US transportation research database

The TRID Database (Transportation Research International Documentation) is a database that combines the records from
USA Transportation Research Board's Transportation Research Information Services (TRIS) database and the Organisation for Economic Co-operation and Development's (OECD) Joint Transport Research Centre's International Transport Research Documentation (ITRD) Database. The merging of these databases formed the world's largest and most comprehensive bibliographic resource on transportation research information. As of July 2020 TRID contains more than 1.25 million records of published and ongoing research, covering all modes and disciplines of air, ground, and water transportation—books, technical reports, conference proceedings, and journal articles. Many records contain links to full-text documents. The records in TRID are indexed with a standardized vocabulary from the Transportation Research Thesaurus (TRT) which has integrated both the TRIS and ITRD thesauri. Aspects of the Australian Road Research Board's ATRI and ROAD Thesauri are also incorporated.

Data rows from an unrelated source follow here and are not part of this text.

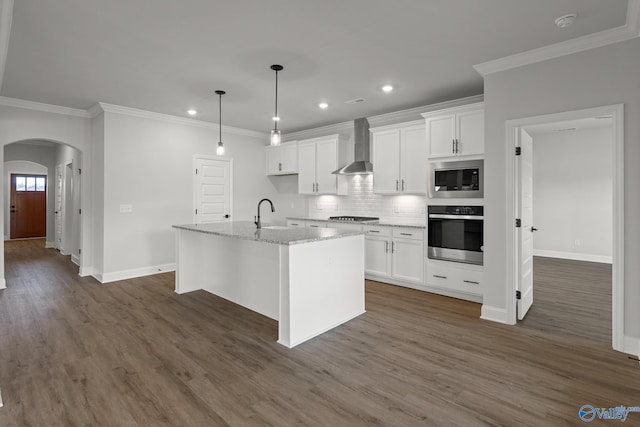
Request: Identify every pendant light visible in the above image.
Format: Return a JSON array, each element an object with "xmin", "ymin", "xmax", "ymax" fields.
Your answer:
[
  {"xmin": 216, "ymin": 90, "xmax": 226, "ymax": 156},
  {"xmin": 271, "ymin": 64, "xmax": 284, "ymax": 145}
]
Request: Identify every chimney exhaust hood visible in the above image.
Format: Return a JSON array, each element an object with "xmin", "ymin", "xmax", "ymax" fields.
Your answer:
[{"xmin": 331, "ymin": 117, "xmax": 373, "ymax": 175}]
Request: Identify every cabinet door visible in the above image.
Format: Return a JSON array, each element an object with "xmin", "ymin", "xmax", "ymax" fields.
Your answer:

Among the transportation modes covered are highways and streets, public transport, railroads, maritime traffic, aviation, pipelines, pedestrians and bicycles.
Among the professional disciplines from which documents in TRID arise are: public planning, management, finance, design, engineering, construction, materials science, environmental issues, safety and human factors and ergonomics, and operations.

TRID indexes documents held by the TRB Transportation Research Library and ITRD and also receives records from several external sources: 1) the J-STAGE database maintained by the Japan Science and Technology Agency; 2) Northwestern University Transportation Library; 3) the Australian Transport Index (ATRI); and 4) SafetyLit. The TRID database publishes monthly an update of the more than 800 serials from which articles arise.